One tier down, you'll find specialty journals like Neuron, Nature Neuroscience, and The Journal of Clinical Investigation (and reams of others for specific fields), which publish longer, more methodically comprehensive studies. I tend to prefer reading papers from these journals as they provide greater detail and present more fully developed work. These papers may not be as "hot off the press" or media-friendly, but they often demonstrate greater scientific rigor and better withstand the test of time.
Meanwhile, in medicine, The Lancet and The New England Journal of Medicine (NEJM) tower over most others with impact factors of 98.4 and 96.2, respectively (generally, the higher the impact factor the greater the prestige). This reflects their enormous readership—there are far more medical doctors than PhDs. But at the top, it’s CA: A Cancer Journal for Clinicians, with a staggering 286.13 impact factor, a reminder of cancer’s toll and where our research priorities and funding are concentrated.
[2] A brief note on terminology: I use the terms “necessity” and “sufficiency” here as they were traditionally understood by molecular biologists in the 1990s.
Strictly speaking, the terms originate in formal logic and philosophy, where they have precise meanings related to logical entailment: if P is sufficient for Q, then whenever P is true, Q must also be true; if Q is necessary for P, then P cannot be true unless Q is also true. These relationships are logical, not causal.
In experimental biology, however, the terms have been adapted into a more practical shorthand. A molecule is often described as “necessary” if removing it disrupts a biological process, and “sufficient” if adding it can induce or mimic that process.

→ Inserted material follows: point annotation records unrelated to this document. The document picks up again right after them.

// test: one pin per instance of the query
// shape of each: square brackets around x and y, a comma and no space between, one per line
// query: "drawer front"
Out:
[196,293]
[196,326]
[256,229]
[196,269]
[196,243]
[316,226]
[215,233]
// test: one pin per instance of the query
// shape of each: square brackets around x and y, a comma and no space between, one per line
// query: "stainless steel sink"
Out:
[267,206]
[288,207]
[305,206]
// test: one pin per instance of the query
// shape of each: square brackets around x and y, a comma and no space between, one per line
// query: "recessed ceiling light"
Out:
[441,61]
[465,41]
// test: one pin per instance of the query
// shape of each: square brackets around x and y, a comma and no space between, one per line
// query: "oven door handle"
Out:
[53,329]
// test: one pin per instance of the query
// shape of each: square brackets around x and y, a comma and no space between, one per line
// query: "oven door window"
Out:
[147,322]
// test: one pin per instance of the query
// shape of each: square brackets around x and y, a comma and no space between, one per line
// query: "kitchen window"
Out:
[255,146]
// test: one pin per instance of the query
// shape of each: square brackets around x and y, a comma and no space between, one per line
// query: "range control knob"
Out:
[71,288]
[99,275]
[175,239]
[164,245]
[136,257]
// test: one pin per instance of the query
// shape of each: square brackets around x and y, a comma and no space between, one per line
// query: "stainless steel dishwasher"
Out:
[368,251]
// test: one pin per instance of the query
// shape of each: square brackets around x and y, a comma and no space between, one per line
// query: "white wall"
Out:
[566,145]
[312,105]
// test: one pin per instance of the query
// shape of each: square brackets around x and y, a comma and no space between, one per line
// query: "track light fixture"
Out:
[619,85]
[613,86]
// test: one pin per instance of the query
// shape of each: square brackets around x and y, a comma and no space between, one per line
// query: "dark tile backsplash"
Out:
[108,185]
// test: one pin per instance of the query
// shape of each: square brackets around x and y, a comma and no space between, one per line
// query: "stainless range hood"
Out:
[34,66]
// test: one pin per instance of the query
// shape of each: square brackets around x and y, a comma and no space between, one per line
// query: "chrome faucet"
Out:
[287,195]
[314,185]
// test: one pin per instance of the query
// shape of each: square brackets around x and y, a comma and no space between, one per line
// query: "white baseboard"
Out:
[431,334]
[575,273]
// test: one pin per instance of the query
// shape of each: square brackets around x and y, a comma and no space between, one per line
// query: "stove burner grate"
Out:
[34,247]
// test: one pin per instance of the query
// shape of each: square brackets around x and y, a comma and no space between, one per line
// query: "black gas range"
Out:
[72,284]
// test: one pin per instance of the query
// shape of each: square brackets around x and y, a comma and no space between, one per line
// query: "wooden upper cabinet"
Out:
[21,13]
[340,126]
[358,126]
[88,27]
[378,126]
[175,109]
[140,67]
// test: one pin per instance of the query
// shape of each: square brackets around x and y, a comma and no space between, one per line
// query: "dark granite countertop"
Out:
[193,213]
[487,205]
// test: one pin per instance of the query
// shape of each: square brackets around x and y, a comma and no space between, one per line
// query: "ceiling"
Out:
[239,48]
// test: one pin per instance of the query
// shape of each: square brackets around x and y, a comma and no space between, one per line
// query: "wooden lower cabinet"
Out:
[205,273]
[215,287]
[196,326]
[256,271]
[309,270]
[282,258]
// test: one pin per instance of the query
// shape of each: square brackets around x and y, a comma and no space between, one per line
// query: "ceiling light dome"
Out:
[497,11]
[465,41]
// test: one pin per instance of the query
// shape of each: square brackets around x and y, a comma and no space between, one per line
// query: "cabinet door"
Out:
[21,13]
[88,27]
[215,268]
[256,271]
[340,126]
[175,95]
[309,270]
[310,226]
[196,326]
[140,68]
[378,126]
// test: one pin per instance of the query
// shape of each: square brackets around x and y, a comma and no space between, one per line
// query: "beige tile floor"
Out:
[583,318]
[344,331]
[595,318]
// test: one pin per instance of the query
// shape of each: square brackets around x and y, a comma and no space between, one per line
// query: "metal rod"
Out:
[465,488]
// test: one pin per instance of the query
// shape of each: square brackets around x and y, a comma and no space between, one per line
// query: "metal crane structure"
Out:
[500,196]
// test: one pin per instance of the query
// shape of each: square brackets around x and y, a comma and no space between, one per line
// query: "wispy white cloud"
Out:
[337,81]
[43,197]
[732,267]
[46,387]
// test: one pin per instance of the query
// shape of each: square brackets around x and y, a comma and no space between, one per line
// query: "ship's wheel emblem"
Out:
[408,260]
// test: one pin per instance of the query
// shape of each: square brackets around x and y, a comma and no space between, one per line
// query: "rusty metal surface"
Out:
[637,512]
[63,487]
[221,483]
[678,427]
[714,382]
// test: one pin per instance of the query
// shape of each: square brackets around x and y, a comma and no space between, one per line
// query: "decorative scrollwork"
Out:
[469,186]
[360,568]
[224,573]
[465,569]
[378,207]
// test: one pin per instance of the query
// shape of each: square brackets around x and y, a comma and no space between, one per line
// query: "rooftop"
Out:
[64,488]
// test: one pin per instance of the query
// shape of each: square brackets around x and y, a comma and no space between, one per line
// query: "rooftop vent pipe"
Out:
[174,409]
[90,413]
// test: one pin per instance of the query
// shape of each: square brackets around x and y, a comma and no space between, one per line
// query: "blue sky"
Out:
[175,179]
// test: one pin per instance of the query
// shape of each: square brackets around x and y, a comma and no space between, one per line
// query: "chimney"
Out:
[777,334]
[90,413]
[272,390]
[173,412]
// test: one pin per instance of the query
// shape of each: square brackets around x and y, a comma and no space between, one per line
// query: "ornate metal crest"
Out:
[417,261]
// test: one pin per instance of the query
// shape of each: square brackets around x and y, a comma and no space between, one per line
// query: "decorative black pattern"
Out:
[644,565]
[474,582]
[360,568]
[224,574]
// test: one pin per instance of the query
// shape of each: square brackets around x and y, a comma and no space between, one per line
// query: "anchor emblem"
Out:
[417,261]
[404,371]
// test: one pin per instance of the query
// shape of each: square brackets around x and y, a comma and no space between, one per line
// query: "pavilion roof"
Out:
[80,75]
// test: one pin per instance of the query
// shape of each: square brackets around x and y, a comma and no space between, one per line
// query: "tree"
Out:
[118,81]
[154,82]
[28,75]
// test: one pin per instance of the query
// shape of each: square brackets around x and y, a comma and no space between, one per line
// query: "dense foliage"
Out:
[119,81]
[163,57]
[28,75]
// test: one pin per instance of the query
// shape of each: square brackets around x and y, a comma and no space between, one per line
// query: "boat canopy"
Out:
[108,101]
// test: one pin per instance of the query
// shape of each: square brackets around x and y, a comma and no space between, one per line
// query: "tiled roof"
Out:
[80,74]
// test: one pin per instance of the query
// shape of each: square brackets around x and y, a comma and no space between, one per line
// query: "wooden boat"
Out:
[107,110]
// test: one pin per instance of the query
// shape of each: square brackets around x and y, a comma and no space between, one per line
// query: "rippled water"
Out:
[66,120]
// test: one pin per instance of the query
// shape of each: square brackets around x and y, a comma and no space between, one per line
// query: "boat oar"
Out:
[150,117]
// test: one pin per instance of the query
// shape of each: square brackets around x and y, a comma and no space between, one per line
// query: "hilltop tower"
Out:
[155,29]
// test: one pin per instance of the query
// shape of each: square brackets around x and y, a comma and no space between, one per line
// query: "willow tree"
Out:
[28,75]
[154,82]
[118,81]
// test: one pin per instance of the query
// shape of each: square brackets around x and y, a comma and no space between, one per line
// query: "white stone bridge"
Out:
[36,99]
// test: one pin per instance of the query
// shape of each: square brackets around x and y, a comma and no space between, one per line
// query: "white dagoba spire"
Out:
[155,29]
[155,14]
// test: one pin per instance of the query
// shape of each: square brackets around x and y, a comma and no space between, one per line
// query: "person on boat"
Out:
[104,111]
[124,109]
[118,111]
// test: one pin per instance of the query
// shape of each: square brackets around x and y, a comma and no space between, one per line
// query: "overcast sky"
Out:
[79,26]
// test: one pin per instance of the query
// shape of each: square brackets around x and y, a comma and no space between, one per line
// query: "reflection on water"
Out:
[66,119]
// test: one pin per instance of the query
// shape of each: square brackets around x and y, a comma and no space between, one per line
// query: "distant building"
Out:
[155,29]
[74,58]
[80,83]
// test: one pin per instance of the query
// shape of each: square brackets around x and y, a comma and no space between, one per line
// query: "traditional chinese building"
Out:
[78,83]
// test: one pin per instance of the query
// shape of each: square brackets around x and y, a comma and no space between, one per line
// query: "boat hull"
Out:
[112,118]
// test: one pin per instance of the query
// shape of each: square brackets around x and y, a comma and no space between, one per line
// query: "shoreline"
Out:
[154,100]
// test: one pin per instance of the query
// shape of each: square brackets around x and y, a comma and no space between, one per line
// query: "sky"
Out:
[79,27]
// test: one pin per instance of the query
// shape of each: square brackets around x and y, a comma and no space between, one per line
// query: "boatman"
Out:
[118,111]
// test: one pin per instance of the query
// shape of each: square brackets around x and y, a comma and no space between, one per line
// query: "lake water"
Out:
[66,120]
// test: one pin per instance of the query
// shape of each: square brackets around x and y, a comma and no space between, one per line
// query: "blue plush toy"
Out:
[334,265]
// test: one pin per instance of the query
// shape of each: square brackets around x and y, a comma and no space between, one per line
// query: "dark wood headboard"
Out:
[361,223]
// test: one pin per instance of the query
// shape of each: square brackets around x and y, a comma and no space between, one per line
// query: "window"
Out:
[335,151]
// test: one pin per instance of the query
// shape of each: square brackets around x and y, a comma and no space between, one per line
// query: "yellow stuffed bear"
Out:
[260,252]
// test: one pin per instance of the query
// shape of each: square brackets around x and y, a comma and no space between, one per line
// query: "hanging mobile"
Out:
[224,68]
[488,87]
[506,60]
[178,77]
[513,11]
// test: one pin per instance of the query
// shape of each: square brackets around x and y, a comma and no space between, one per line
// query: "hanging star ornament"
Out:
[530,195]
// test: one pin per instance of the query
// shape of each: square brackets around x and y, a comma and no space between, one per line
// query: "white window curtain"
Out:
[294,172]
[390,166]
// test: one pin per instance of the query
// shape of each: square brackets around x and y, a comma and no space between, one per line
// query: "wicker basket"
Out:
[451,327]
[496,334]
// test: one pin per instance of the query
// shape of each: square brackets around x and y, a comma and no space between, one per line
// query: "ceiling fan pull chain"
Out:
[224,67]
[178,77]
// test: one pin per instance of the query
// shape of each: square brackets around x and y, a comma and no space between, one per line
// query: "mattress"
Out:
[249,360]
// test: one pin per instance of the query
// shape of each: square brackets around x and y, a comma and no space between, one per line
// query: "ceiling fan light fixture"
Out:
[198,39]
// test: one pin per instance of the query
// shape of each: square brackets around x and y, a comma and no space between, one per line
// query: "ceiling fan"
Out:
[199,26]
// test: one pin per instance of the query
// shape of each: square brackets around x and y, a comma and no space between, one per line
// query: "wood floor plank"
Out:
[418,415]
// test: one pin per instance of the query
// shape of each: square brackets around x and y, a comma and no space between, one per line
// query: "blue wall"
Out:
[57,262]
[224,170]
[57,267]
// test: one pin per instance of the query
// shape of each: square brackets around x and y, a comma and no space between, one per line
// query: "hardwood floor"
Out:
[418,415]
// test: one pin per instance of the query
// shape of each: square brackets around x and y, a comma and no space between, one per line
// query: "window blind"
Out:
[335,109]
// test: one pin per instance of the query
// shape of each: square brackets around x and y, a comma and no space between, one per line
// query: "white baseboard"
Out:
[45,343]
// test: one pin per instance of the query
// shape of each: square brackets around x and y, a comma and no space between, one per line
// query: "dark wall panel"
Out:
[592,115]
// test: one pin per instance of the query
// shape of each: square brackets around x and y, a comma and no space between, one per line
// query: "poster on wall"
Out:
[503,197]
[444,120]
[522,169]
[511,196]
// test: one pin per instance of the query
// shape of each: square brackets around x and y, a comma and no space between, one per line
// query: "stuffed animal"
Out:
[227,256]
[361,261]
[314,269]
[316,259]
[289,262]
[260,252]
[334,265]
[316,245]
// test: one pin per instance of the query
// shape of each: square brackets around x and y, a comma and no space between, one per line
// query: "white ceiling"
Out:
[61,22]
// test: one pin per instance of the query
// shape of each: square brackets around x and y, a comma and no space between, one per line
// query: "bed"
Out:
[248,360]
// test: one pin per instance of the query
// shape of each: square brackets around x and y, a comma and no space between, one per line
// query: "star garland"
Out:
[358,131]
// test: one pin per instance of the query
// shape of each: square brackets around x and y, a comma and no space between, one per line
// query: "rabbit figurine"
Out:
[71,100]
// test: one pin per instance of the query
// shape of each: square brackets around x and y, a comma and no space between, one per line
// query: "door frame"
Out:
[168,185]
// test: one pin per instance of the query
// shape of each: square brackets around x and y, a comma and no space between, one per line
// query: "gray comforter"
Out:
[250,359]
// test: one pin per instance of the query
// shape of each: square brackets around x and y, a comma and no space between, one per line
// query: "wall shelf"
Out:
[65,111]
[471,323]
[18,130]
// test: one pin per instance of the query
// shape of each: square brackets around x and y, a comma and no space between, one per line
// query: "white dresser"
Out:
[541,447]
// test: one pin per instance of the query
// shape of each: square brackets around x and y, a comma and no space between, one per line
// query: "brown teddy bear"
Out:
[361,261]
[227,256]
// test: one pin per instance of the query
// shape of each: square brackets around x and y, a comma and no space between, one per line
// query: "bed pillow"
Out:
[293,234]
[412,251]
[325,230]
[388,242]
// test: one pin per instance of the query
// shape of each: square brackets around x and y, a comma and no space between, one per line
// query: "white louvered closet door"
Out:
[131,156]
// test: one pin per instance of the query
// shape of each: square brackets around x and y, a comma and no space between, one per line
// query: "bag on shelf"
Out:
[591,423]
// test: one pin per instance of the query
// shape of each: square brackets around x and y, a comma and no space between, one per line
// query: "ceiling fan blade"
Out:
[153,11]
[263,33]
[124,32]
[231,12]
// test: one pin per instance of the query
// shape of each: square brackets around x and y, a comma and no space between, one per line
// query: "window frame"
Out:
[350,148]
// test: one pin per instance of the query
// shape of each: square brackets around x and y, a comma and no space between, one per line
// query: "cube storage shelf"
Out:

But this looser, causal usage rarely matches the strict logical rigor the terms imply—and it can obscure complexity when used uncritically in systems with many interacting factors. Some have proposed retiring or replacing these terms altogether in favour of more nuance.
Nevertheless, for the purposes of this review (and to remain faithful to how the field understood these concepts at the time) I use “necessity” and “sufficiency” in the conventional experimental sense: as shorthand for causal roles a factor was believed to play—whether it could trigger a process or was required to sustain it.